Ensembles Flashcards
Two characteristics of good ensembles
- Individual models should be strong
2. The correlation between the models in the ensemble should be weak (diversity)
What is bagging?
- Trains N models in parallel using bootstrapped data samples, from an overall training set
- Aggregates using majority voting
- Bootstrapped aggregating = bagging
Bayes Optimal Ensemble
- An ensemble of all hypotheses in the hypothesis space
- On average, no other ensemble can outperform it
- not possible to practically implement
- Tom Mitchell book (1997)
What some practical approaches to ensembling?
- Bagging
- Random Forests
- Boosting
- Gradient Boosting
- Stacking
Subagging
Bagging, but where we sample without replacement
- Used in large datasets where we want to create bootstrap samples that are smaller than the original dataset
What type of learning algorithms are suited to bagging?
- Decision Trees
- DTs are very sensitive to changes and so small changes in a dataset can result in a different feature being selected to split the dataset at the root, or high up in the tree and this can have a ripple effect throughout the subtrees under this node
What is subspace sampling?
- A bootstrap sample only uses a randomly selected subset of the descriptive features in the dataset
- Encourages further diversity of the trees within the ensemble
- Has the advantage of reducing training time for each tree
Random Forests
= Bagging + Subspace sampling
Advantages of Bagging over Boosting
- Simpler to implement + parallelize
- Ease of use
- Reduced training time
However, Caruana et al. (2008) showed that boosted DT ensembles performed best for datasets < 4000 desc. features.
> 4000 descriptive features -> random forests (based on bagging) performed better
> Boosted ensembles may be prone to overfitting and in domains with large numbers of features, overfitting becomes a serious probelm
Costs of using ensembles
- Increased model complexity
2. Increasing learning
What types of algorithms does Bagging work well for?
Unstable algos - algos whose output classifier undergoes major changes in response to small changes in the training data
Examples of unstable classifiers
DTs, NNs and rule-learning algos are all unstable
Examples of stable classifiers
- Linear regression
- Nearest neighbour
- Linear threshold algorithm
Bootstrap replicate
Training set created from bagging procedure
Contains on average 63.2% of the original training set, with several training examples appearing multiple times (Diettrich paper)
Methods for manipulating training datasets
- Bagging
- K-fold cross-validation (ensembles constructed in this way are called ‘cross-validation committees’)
- Boosting
AdaBoost
Freund & Schapire (1995-8)
- manipulates the training examples to generate multiple hypotheses
- maintains a set of weights over the the training examples
- Effect of the change in weights is to place more weight on training examples that were misclassified by h(l) and less weight on examples that were correctly classified
- In subsequent iterations, therefore, Adaboost constructs progressively more difficult learning problems
- final classifier is constructed by a weighted vote of the individual classifiers.

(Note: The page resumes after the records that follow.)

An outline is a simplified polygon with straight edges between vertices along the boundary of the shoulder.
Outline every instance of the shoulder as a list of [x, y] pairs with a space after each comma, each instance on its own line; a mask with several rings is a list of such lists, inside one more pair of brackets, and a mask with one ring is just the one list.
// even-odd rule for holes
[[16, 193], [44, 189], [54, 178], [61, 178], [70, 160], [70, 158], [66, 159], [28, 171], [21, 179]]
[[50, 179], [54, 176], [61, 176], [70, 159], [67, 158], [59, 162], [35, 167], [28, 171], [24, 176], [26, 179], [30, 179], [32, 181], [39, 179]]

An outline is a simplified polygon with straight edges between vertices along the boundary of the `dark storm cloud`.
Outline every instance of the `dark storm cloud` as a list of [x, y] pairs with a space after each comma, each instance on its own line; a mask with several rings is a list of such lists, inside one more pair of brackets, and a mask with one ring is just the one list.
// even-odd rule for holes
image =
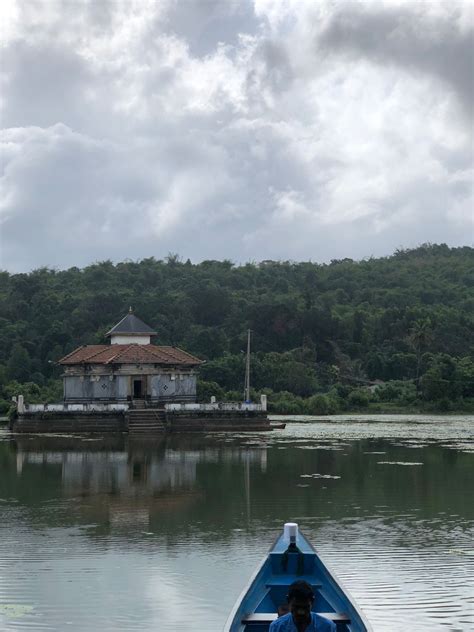
[[424, 14], [420, 8], [419, 3], [392, 8], [344, 3], [329, 20], [318, 44], [329, 52], [360, 55], [379, 64], [397, 64], [410, 73], [428, 73], [451, 87], [472, 116], [472, 12], [461, 22], [459, 14], [442, 19]]

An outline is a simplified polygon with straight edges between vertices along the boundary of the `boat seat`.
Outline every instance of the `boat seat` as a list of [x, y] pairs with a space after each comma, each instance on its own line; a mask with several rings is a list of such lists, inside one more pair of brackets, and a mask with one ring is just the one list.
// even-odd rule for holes
[[[321, 588], [322, 586], [322, 584], [315, 584], [313, 581], [311, 581], [311, 577], [305, 577], [304, 575], [301, 575], [300, 577], [298, 577], [298, 579], [302, 579], [303, 581], [308, 582], [311, 588], [315, 588], [316, 590], [318, 588]], [[281, 577], [278, 577], [278, 575], [274, 575], [271, 579], [265, 582], [265, 586], [267, 588], [270, 588], [271, 586], [288, 586], [288, 585], [289, 585], [289, 582], [288, 582], [287, 575], [282, 575]]]
[[[349, 625], [351, 620], [344, 612], [318, 612], [321, 617], [325, 617], [330, 621], [338, 624]], [[276, 612], [255, 612], [252, 614], [246, 614], [242, 617], [242, 623], [271, 623], [278, 619]]]

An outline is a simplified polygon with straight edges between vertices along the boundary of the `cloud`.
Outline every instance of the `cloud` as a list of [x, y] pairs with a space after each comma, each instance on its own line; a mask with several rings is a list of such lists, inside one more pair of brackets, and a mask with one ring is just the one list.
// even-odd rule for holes
[[470, 3], [433, 3], [431, 7], [342, 3], [320, 33], [318, 46], [349, 58], [396, 64], [421, 77], [431, 75], [453, 89], [473, 114], [474, 12]]
[[7, 6], [2, 267], [472, 241], [464, 9]]

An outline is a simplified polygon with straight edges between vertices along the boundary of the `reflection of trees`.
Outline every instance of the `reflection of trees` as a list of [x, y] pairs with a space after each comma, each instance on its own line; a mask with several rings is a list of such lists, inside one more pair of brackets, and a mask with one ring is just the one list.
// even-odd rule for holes
[[[337, 520], [416, 511], [423, 519], [438, 512], [474, 513], [465, 504], [470, 454], [434, 445], [409, 450], [384, 440], [314, 447], [314, 441], [267, 449], [228, 438], [183, 437], [153, 444], [126, 440], [120, 449], [19, 438], [0, 444], [0, 496], [18, 498], [33, 524], [92, 522], [97, 527], [91, 534], [138, 529], [166, 534], [170, 541], [210, 531], [213, 538], [227, 538], [235, 528], [301, 516]], [[386, 454], [366, 454], [376, 451]], [[63, 511], [44, 511], [45, 501], [57, 499], [67, 501]]]

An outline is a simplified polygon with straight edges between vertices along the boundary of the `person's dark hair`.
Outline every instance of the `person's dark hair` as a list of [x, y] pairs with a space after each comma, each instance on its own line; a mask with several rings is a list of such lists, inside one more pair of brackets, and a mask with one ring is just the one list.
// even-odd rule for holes
[[301, 601], [313, 601], [314, 592], [308, 582], [298, 579], [293, 582], [288, 589], [288, 601], [292, 599], [301, 599]]

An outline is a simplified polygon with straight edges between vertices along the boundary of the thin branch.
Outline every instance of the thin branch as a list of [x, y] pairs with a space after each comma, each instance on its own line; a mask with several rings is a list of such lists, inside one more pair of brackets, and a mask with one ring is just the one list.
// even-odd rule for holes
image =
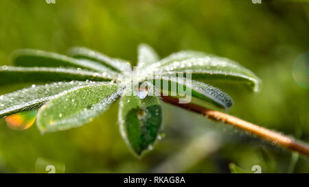
[[201, 105], [193, 103], [179, 103], [179, 101], [176, 98], [161, 95], [161, 99], [166, 103], [203, 114], [210, 119], [223, 122], [227, 125], [248, 132], [268, 142], [309, 157], [309, 147], [308, 145], [286, 135], [260, 127], [225, 113], [207, 109]]

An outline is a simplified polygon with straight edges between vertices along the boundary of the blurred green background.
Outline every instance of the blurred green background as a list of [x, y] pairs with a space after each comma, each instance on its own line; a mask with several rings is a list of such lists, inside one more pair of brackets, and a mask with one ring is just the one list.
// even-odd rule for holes
[[[263, 82], [258, 93], [218, 85], [234, 100], [228, 113], [309, 142], [308, 79], [297, 84], [293, 76], [298, 73], [293, 72], [295, 60], [309, 51], [306, 1], [1, 0], [0, 65], [10, 64], [16, 49], [65, 53], [73, 46], [135, 64], [140, 42], [161, 57], [183, 49], [227, 57]], [[0, 94], [23, 86], [0, 87]], [[138, 160], [120, 136], [117, 109], [115, 103], [89, 124], [45, 135], [35, 125], [13, 131], [0, 119], [0, 172], [44, 172], [36, 171], [43, 159], [65, 165], [67, 173], [229, 173], [229, 163], [247, 171], [260, 165], [263, 173], [309, 173], [306, 157], [297, 159], [256, 137], [164, 103], [166, 136]]]

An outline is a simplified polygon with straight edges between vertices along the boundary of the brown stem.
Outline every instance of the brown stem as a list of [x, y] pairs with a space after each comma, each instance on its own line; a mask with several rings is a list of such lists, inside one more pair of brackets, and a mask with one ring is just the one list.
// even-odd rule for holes
[[309, 147], [308, 145], [284, 134], [260, 127], [229, 114], [205, 108], [201, 105], [193, 103], [179, 103], [179, 99], [174, 97], [161, 95], [161, 99], [166, 103], [203, 114], [212, 120], [224, 122], [226, 124], [248, 132], [267, 141], [309, 157]]

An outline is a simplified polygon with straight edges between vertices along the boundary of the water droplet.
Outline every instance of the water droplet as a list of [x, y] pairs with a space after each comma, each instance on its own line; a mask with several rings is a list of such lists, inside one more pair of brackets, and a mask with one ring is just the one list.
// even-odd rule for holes
[[139, 99], [144, 99], [148, 94], [148, 87], [147, 83], [144, 82], [139, 82], [139, 86], [137, 88], [137, 97]]
[[25, 130], [36, 121], [36, 110], [21, 112], [5, 118], [8, 127], [14, 130]]
[[153, 145], [148, 145], [148, 149], [150, 150], [150, 151], [152, 150], [153, 149]]
[[158, 134], [158, 140], [163, 140], [164, 138], [165, 138], [166, 136], [166, 134], [164, 132], [161, 132]]
[[139, 111], [137, 111], [137, 118], [139, 120], [143, 119], [146, 115], [146, 112], [144, 110], [139, 110]]

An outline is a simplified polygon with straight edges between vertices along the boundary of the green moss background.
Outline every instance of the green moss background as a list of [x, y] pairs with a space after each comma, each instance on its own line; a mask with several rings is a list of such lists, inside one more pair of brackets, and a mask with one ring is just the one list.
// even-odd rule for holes
[[[307, 1], [0, 3], [0, 65], [10, 64], [10, 53], [19, 48], [65, 53], [71, 47], [84, 46], [133, 64], [140, 42], [161, 57], [182, 49], [214, 53], [238, 61], [263, 82], [255, 94], [217, 85], [234, 99], [229, 114], [309, 142], [309, 86], [300, 87], [292, 76], [295, 59], [309, 51]], [[0, 87], [0, 93], [23, 86]], [[307, 158], [292, 159], [290, 151], [167, 104], [165, 138], [137, 160], [120, 136], [117, 103], [83, 127], [45, 135], [35, 125], [11, 130], [0, 119], [0, 172], [38, 172], [39, 158], [62, 163], [67, 173], [229, 173], [231, 162], [249, 171], [260, 165], [263, 173], [309, 172]]]

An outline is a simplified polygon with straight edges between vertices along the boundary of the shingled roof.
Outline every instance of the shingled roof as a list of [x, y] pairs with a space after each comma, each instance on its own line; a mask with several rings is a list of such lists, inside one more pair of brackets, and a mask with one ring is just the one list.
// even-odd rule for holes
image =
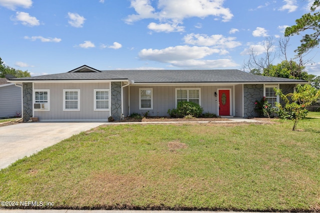
[[64, 80], [128, 80], [134, 83], [306, 83], [302, 80], [254, 75], [236, 69], [102, 70], [67, 72], [15, 78], [12, 81]]

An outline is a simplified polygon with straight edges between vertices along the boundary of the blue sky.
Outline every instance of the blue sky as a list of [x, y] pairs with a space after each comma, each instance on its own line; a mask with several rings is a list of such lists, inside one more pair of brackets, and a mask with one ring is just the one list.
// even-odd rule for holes
[[[32, 75], [100, 70], [241, 69], [312, 0], [0, 0], [0, 57]], [[290, 37], [294, 57], [300, 36]], [[320, 75], [314, 49], [306, 70]], [[282, 58], [283, 59], [283, 58]], [[276, 64], [282, 61], [276, 56]]]

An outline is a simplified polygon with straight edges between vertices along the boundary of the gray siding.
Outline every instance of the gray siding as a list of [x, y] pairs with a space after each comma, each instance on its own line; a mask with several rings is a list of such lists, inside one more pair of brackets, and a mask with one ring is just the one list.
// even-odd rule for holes
[[0, 87], [0, 118], [14, 117], [22, 113], [21, 87], [14, 85]]
[[[149, 111], [151, 116], [168, 116], [168, 110], [176, 108], [176, 88], [200, 88], [200, 89], [201, 106], [204, 112], [210, 112], [218, 114], [218, 97], [214, 92], [218, 89], [230, 88], [231, 90], [232, 111], [234, 114], [234, 104], [233, 86], [130, 86], [130, 113], [134, 112], [143, 114]], [[152, 110], [139, 109], [139, 89], [152, 88], [153, 109]]]
[[[34, 117], [40, 120], [102, 120], [108, 121], [110, 111], [94, 111], [94, 89], [110, 89], [109, 83], [35, 83], [34, 89], [50, 90], [50, 111], [34, 111]], [[80, 111], [64, 111], [63, 90], [80, 90]], [[111, 101], [109, 93], [109, 101]]]
[[242, 84], [234, 86], [234, 115], [244, 116], [244, 86]]

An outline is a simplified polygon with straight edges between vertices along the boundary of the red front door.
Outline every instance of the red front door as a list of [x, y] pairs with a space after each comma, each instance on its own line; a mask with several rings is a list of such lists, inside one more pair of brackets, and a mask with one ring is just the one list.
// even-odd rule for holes
[[230, 115], [230, 90], [219, 90], [219, 115]]

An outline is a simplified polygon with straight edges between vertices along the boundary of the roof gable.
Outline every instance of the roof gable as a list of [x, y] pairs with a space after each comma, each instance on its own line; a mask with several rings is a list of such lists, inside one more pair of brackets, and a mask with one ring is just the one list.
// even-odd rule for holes
[[78, 68], [76, 68], [74, 69], [72, 69], [72, 70], [69, 71], [68, 72], [100, 72], [101, 71], [100, 70], [98, 70], [98, 69], [96, 69], [94, 68], [90, 67], [89, 66], [84, 65]]

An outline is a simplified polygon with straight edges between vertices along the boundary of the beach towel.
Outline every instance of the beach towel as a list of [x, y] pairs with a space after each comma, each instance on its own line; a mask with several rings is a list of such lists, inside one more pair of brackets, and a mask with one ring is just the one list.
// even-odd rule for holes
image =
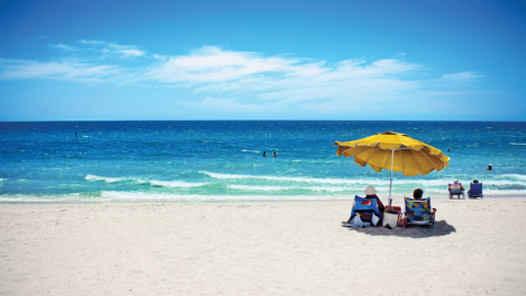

Each classifier is weighted (by w(l)) according to its accuracy on the weighted training set that it was trained on
- can be viewed as trying to maximise the margin (confidence of accuracy) on the training data
- constructs each new DT to eliminate ‘residual errors’ that have not been properly handled by the weighted vote of the previously-constructed trees.
- thus, it is directly trying to optimise the weighted vote
and is therefore making a direct attack on the representational problem - directly optimising an ensemble can increase the rik of overfitting
- in high-noise cases, Adaboost puts a large amount of weight on the mislabelled examples and this leads to it overfitting badly
Bagging vs AdaBoost
Diettrich paper: AdaBoost typically outperforms Bagging but when 20% artificial classification noise was added, AdaBoost overfit the data badly while Bagging did very well in the presence of noise.